С помощью искусственного интеллекта мы можем попробовать сделать так, чтобы образование было направлено на ребенка, а не на группу детей, которую мы отобрали или собрали.
Очень часто, когда мы сталкиваемся с демотивацией, подросток говорит: «А почему это про меня? Это вообще не про меня. Мне сейчас это неинтересно, это не в зоне моего ближайшего развития». Вот если мы попробуем найти способы, чтобы это попадало в него, тогда, мне кажется, у нас есть шансы. Что бы мы ни сделали, если мы не изменим внимание к обучению ребенка, все остальное бесполезно.
«Давайте отнимем у него телефон»
Мы должны все признать, что это беда. Это правда зависимость. И могу сказать, что и в международном образовании мало кто нашел способы что-то с этим делать, кроме как ограничивать.
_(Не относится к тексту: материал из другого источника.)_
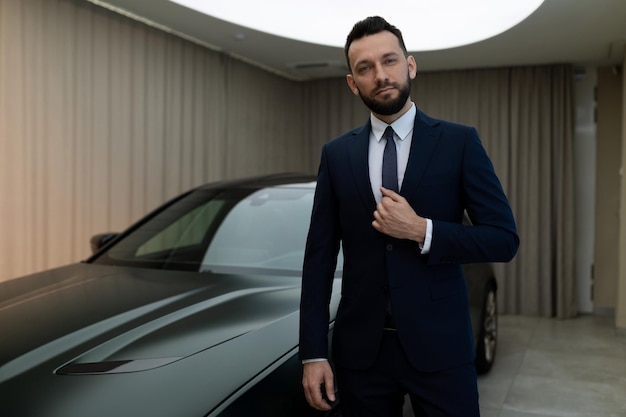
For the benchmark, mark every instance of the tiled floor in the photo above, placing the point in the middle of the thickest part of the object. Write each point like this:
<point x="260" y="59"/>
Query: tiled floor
<point x="549" y="368"/>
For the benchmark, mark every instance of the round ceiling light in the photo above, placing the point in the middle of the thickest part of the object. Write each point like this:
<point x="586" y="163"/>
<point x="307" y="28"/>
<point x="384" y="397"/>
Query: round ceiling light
<point x="426" y="25"/>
Хотя мы должны признать и то, что в нормальном виде телефон является рабочим средством. И вроде бы маразматично лишать этого средства в контексте образовательной деятельности. Но при этом точно объем реального использования телефона, компьютера, планшета в учебном процессе должен быть не меньше времени, как мы запрещаем с ним общаться.
Надо, чтобы обоснованность использования каких-то гаджетов и бонусы, которые ребята получают, используя их в образовательном процессе, была.

Дмитрий Фишбейн. Фото: Сергей Щедрин
Есть крайности, когда школа говорит, что: «Никакое домашнее задание не может быть сделано с помощью искусственного интеллекта. Запрещено!» И другая крайность, она говорит: «Вообще, ребят, не вопрос. Все можно с помощью любых источников, которые есть!»
Важно фиксировать, где ты это использовал честно; а во-вторых, этого мало. Ты все равно должен сделать свои выводы.
Мне кажется очень опасным контекст, когда при любом дискомфорте он сразу вынимает телефон. Моментально. И как бы в этой точке: «А что сейчас происходит? А почему мне стало так неуютно?» То, что в поведении они точно стали другими, это несомненно.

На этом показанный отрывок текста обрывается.